Thursday, November 11, 2010

Posted for Mark

Mark Johnson
Blog 11

First, I must comment on something of which I am all too aware: I picked a really bad time to become a teacher. Imagine—for all of you young, inspiring, future teachers reading this—growing up in a time when computer s were, in existence, yes, but huge and scary and almost something from science fiction books. Now imagine starting teaching career years later and trying to play catch up. I mean it is not that I have no aptitude for today’s technological wave. I am carried along the artery of perpetual advancement into the future with the rest of you. My only disadvantage is having come from one very different era and ending up in this cyber-techno world; your advantage is that you do not know the comparison between the two eras.
Herrington’s and Moran’s tour, through the blindingly fast “evolution” of our writing systems, has forced upon us--however reluctantly for many older folks —the need for a newer pedagogy. I mean, imagine how educators used one system for long periods of time. Now it seems the beginning of a perpetual need for a changing pedagogy at a rapid rate and smaller intervals of time between newer systems. This, my friend, is the negative to all of the presupposed virtues of the great wizard, the great “Apollonius” of our time, technology (Keats). And this, this, would prove the division between the relic teachers of print composition and the windfall of technology.
We are fortunate, though, to witness writing in a multi-dimensional way.

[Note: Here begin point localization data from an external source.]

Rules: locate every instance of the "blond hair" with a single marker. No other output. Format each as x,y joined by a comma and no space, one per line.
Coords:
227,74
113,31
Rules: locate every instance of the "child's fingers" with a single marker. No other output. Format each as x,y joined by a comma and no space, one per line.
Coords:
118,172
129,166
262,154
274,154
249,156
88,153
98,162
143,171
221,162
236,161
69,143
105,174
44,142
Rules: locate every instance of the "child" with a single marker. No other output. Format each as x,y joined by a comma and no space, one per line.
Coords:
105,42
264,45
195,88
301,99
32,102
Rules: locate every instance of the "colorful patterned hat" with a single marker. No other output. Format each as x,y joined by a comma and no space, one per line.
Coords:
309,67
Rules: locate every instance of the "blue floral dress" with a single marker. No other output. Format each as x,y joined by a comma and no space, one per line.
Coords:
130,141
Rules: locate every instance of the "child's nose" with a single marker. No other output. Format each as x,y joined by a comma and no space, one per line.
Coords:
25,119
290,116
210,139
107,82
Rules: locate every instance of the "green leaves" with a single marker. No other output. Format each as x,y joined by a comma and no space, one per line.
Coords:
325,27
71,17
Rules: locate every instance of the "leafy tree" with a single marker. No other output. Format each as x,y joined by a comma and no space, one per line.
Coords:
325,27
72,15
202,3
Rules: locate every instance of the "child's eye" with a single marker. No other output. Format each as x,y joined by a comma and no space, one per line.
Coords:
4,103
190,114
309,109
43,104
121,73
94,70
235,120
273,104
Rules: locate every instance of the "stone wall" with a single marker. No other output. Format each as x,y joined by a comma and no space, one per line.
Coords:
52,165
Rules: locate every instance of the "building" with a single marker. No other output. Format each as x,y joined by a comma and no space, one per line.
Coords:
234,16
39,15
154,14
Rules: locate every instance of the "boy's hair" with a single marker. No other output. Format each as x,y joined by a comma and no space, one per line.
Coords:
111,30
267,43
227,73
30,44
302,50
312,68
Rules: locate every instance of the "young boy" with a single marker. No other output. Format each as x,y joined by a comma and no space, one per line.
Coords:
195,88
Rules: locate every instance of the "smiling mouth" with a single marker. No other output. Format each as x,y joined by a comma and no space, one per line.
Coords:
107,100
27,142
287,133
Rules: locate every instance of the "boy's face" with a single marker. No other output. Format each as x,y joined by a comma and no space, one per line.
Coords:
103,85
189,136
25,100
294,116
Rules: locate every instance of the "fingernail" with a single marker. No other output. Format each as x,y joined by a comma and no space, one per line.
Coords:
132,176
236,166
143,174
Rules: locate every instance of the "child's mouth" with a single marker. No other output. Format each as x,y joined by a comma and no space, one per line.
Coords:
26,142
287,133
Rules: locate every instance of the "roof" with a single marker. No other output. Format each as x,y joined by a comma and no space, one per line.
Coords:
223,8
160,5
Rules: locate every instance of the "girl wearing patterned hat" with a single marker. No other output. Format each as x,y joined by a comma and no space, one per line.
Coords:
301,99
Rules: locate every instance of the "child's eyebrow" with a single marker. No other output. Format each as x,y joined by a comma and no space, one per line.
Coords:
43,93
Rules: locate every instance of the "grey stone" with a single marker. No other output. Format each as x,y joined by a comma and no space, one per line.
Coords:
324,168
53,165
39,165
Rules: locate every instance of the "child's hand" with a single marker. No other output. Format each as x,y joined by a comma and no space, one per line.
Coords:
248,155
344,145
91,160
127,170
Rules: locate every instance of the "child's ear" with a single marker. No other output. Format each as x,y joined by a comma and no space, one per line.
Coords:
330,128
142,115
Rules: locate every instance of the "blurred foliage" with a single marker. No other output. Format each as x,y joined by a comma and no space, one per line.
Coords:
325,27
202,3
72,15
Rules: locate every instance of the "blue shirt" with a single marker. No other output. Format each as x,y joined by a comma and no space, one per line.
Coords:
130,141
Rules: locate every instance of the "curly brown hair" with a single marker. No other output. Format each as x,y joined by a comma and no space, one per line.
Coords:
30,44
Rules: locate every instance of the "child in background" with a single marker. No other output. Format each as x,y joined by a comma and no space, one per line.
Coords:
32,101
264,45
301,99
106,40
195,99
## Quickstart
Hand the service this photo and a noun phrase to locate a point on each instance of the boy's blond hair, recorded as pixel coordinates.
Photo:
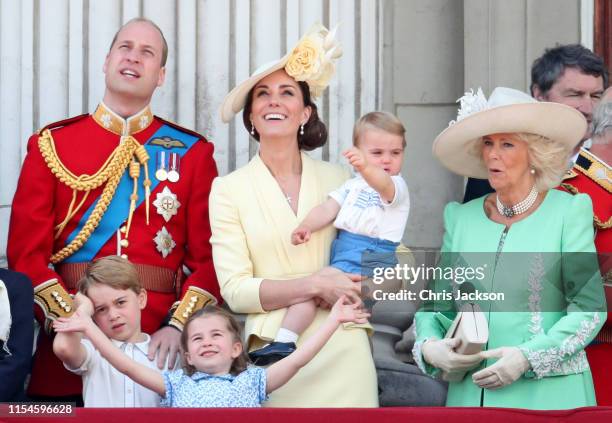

What tools we have with classroom equipped with computer labs, networking ideas across the once seemingly unbridgeable chasms of distance, culture, time. Everything is at the writers fingers. But do the basics of composition even have a place today? I am alleging that they should. Are we witnessing “better” or more capable writers today, even with all of the tools out there?
For all you perspective teachers, consider Vitgotsky’s “cultural tools”. I think we can consider the technology we are using and beginning to use in writing education as some of these tools. The question as to whether or not these “tools” have a place in a child’s cognitive development or not does not so much concern my thinking on this subject as does how much of these tools should make up the greater portion of a child’s cognitive development. Well, like it or not—as far as you “older” educators are concerned—these tools have a definite place.
The social aspect of writing, the seemingly limitless meaning of expressing meaning—as with the hyperlink access of students which the chapter describes, most certainly leaves little room for lack of imagination for the student writer. Or does it?